Tunisia drought threatens ‘catastrophic’ grain harvest
Medjez El Bab, Tunisia (AFP):
A severe drought in North Africa has left Tunisian farmers bracing for a catastrophically poor harvest, imperilling food security in the cash-strapped country.
At a time when the global cereals market has been disrupted by the Ukraine war, Tunisia’s domestic grain production has also withered under a lack of rainfall that has killed off crops.
Even before the roasting summer months, the soil is dry and dusty in the small Mediterranean country, whose water resources are steadily depleting as climate change intensifies.
“We’ve never seen a drought this bad,” said wheat farmer Tahar Chaouachi, walking despondently through his field, 55 kilometres inland from the capital Tunis.
“It’s been dry for the last four years but we expected some rain this season. Instead, it’s become worse.”

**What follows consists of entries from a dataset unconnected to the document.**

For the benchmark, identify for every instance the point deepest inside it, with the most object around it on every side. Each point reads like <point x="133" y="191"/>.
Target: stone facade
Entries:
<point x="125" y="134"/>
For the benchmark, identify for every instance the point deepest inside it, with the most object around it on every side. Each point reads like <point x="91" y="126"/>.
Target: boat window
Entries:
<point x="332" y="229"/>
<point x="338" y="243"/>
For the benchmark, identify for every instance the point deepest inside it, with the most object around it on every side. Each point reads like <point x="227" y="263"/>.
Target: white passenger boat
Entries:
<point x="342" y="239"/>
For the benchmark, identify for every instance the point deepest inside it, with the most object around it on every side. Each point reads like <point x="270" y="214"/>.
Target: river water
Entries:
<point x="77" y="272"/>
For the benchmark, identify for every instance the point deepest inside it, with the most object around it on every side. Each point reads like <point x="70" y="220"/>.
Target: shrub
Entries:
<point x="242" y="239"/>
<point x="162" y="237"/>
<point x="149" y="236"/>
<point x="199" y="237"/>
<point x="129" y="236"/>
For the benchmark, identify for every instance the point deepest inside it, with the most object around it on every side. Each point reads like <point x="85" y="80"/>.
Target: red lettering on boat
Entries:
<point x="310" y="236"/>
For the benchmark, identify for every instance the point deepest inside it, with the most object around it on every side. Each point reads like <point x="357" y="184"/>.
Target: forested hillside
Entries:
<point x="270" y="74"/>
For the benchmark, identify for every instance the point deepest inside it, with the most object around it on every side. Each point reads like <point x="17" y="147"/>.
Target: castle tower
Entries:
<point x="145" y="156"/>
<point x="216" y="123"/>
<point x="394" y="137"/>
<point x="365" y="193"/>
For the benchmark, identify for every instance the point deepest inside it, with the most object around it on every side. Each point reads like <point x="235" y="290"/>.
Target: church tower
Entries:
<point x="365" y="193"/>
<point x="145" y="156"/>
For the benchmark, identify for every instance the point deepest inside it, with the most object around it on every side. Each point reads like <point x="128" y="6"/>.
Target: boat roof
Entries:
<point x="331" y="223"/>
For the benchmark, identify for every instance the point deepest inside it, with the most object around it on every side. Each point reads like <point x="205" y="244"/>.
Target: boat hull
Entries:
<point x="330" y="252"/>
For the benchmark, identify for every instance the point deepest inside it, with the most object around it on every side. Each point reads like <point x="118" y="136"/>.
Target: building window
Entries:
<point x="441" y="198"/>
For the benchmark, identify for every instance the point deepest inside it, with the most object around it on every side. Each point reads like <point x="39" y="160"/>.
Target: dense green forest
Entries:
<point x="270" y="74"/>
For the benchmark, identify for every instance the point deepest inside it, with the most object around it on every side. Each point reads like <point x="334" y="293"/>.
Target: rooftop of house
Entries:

With some Tunisian water reservoirs almost completely dry, authorities imposed emergency measures last month, rationing household supplies and banning water use for washing cars — as well as for irrigating fields.
“Production is at zero,” said Chaouachi, whose farmland lies in Beja province, a key grain production area since the days of the Roman Empire.

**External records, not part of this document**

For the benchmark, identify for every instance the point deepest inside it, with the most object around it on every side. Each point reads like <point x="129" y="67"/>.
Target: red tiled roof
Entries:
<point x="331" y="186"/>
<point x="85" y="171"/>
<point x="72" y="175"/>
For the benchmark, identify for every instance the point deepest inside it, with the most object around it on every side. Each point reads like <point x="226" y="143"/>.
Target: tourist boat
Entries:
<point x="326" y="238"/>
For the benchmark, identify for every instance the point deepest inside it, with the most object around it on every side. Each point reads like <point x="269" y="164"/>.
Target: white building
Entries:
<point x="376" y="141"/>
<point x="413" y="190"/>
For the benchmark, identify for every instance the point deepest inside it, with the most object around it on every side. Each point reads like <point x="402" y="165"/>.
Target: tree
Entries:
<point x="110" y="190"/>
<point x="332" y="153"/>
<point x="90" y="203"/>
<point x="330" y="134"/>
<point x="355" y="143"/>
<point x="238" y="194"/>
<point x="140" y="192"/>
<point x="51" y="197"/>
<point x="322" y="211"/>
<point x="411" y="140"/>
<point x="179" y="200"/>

“The situation is unsustainable. We’re losing everything we spend on seeds, fertiliser, pesticides and wages,” he said. “There’s no telling where things are heading.”
The shortages come at a critical time for Tunisia, a net importer of wheat that has been hit hard by price hikes since Russia’s invasion of Ukraine, both huge cereals exporters.

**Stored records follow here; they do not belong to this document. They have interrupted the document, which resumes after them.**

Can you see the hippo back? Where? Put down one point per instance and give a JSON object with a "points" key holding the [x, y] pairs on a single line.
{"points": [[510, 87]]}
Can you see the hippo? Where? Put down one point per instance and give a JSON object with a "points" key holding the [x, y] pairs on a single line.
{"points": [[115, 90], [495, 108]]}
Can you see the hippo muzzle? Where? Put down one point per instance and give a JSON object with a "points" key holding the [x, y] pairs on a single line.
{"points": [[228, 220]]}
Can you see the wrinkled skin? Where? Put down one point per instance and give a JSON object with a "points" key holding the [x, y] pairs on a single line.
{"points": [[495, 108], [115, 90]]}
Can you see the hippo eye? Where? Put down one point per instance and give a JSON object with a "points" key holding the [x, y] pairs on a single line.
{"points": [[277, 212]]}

A painful cost-of-living crisis is compounding woes as the government is in negotiations with the International Monetary Fund for a bailout package.
The area has seen less than 10 centimetres (four inches) of rain since the autumn, pushing farmers either to plough withered crops back into the soil or harvest the stalks for animal feed.
A farmer said that in December, “we sowed wheat here, but the seeds have just died because it’s too dry”.
Of the 600 hectares he planted, he was able to harvest from just 70.
Tunisia devotes 80 percent of its water supply to irrigating just eight percent of its farmland, leaving the remainder to rely on increasingly scarce rainfall.
“It doesn’t make sense anymore,” a local farmer said. “Drought means there will be no more water for rain-fed agriculture.”